Сомневаюсь, что завтра она вспомнит хоть что-то из сегодняшнего вечера, да это и к лучшему.
— Не за что.
— Мне жаль, что моя сестра ушла от тебя, — не открывая глаз, сказала Люси и зевнула. — Потому что, несмотря на всю твою внешнюю холодность, в тебе все-таки есть тепло.
— Мне жаль, что этот хрен моржовый бросил тебя, — ответил я. — Потому что, даже когда сильно расстроена, ты остаешься очень доброй.
— Это больно, — прошептала она, обхватывая подушку руками и прижимая ее к груди. Ее глаза были по-прежнему закрыты, но я видел, как из уголков выкатилось несколько слезинок. — Оказаться брошенным больно.
Да.
Несколько мгновений я стоял неподвижно, не в силах оставить ее. Как человек, которого чуть раньше тоже бросили, я не хотел, чтобы она засыпала в одиночестве. Возможно, утром она и не вспомнит, как я стоял здесь. А может, ей будет все равно. Но я знал, каково это — засыпать в одиночестве. Я знал, каким пронизывающим холодом оно заполняет темную комнату. И мне не хотелось, чтобы Люси тоже ощутила его. Поэтому я остался. Ей не потребовалось много времени, чтобы заснуть. Дыхание ее успокоилось, слезы высохли, и я закрыл за собой дверь. Ни за что в жизни мне не понять, как можно бросить такую добрую душу — пусть даже она носит амулеты и жжет шалфей.
Люси
Ай! Ой! Ай!
Медленно. О-о-очень медленно я села в кровати, но очень быстро сообразила, что она вовсе не моя. Оглядев комнату, я выбралась из-под одеяла и прижала ладони ко лбу.
Ауч!
Голова пошла кругом при попытке вспомнить, что же произошло ночью, но все было как в тумане. Однако вскоре самая важная часть бомбой взорвалась в моем мозгу: Ричард променял меня на Нью-Йорк.
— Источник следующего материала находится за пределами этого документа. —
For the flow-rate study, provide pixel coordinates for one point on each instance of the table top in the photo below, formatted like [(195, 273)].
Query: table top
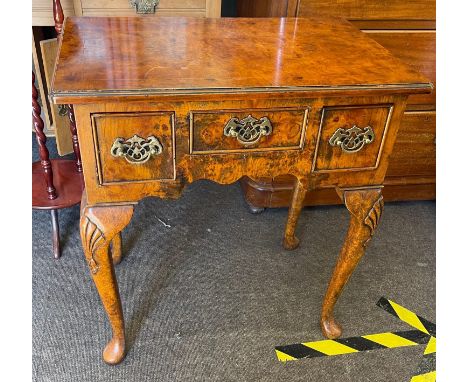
[(133, 55)]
Повернув голову влево, я обнаружила на тумбочке небольшой поднос, а на нем стакан апельсинового сока, два поджаренных тоста, мисочка ягод, пузырек «Ибупрофена» и записка.
«Прости, что вчера вечером ввел тебя в заблуждение. Я идиот. Лекарство от головной боли и завтрак — это компенсация за твое дерьмовое состояние сегодня утром.